Seen through the naïve lens of the child-like Andy and Charlie, such a notion seems charmingly apt. Their existential non-adventure reads like a light version of one of Lulu's made-up fairy tales.

It also has much in common with some of the stories Carl Barks created, across the country, at the same time. In some of these Barks stories, Donald Duck is similarly non-heroic, more a puppet of fate than a determinist adventurer. And, as with Stanley, this is a trait seen in Barks' stories of the 1940s and 1960s, but seldom in the 1950s (which was also, arguably, Barks' most important and popular decade as a comics creator).

Barks returns to this notion that Donald is a powerless plaything in his 1960s ten-page stories. Find a copy of The Comics Journal 140, from 1991, to read my thoughts on these late Barks short stories.

Woody Woodpecker, in Stanley's hands, also has ties to Barks' Donald. Like the Duck, he is a frustrated careerist, forever in search of a line of work at which he can succeed. Woody lacks the suburban respectability of Barks' duck. He's a cigar-smoking, seedy loner who lives in cheap boarding houses and is usually down-and-out.

Given Woody's inherent noir tendencies, the role of private detective seems a natural for him. But, in John Stanley's world, the more determination put into an event, the less likely it is to succeed. Philip Marlowe never had the deck stacked against him like the bird does in this bittersweet episode...



There is some of Tubby's future behavior in PI Woody, but the woodpecker is clearly an adult, and highly suspect at that.

The story is, for Stanley, rather poorly conceived. It supports his statement that he made up his stories as he went along:

...I just hoped for the best, that's all. I never gave too much thought to anything in stories. I just wrote the stories; that's it.

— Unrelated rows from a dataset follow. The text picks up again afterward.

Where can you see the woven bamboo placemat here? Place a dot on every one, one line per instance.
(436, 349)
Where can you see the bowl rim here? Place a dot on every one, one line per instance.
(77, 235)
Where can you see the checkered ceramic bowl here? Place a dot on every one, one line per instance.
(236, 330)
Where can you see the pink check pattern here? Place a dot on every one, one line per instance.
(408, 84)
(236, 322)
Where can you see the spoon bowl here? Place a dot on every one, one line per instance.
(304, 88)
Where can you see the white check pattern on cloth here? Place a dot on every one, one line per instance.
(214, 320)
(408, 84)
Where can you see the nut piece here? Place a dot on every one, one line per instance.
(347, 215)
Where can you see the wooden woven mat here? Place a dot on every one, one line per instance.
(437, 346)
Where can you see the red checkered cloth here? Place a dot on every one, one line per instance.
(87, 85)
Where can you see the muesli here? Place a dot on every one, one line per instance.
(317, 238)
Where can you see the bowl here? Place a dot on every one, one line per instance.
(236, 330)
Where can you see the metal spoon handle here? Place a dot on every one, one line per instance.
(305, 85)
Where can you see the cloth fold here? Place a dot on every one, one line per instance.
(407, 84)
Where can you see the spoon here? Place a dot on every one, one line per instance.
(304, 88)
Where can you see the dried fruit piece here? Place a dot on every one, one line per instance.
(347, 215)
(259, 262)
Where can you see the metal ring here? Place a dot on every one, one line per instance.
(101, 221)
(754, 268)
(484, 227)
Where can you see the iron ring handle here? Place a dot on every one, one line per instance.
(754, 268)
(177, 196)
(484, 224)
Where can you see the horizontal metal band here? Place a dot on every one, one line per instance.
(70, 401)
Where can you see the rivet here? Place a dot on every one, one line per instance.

This statement, so self-effacing as to seem disingenuous, must be taken with some extra NaCl. While improvisation and whim clearly shaped much of Stanley's work, there is often a complexity to his overall story arcs that suggests some big-picture thought.

This story lacks a central reason for why its events happen. Why does the nameless rich man hire Woody to watch his young daughter? No possible danger, such as kidnapping, is mentioned--usually the first thing a client puts on the table in such a genre story.

Woody is downtrodden, and often seems to feel the world is out to get him. Here, everyone's role is to thwart and denigrate him. His wealthy client is bafflingly vague about why he has hired Woody; beat cop Clancy has the bird pegged as a stalker/child molester; the girl he's hired to protect does him physical harm. His client delivers the final, crushing blow to the bird's sleuthing career.

Is this just sloppy writing? Stanley sometimes coasted on his sheer wit, while burning through pages without any real gain. Here, his dialogue is razor-sharp and funny, but the story itself is a meandering mess. 

"Mistakes are the portals of discovery," as James Joyce, a person you never thought you'd see quoted here, once said. Indeed, we can learn as much from John Stanley's failures as his successes. It's instructive to see such stories, in which the process of Stanley's work is laid bare by its shoddy narrative.

The story's layouts are unusually awkward, as well. This panel ignores the rule of thirds with a vengeance:


Several other panels in the story are crudely designed. The lack of TLC here suggests either indifference to the work or an almost-blown deadline. The effect is like seeing the tip of a boom mike in a movie, or camera failure during a live TV broadcast. Seeing the flaws in a usually seamless medium can, indeed, be educational. It's a reminder of how crucial those seams are to mass-media communication.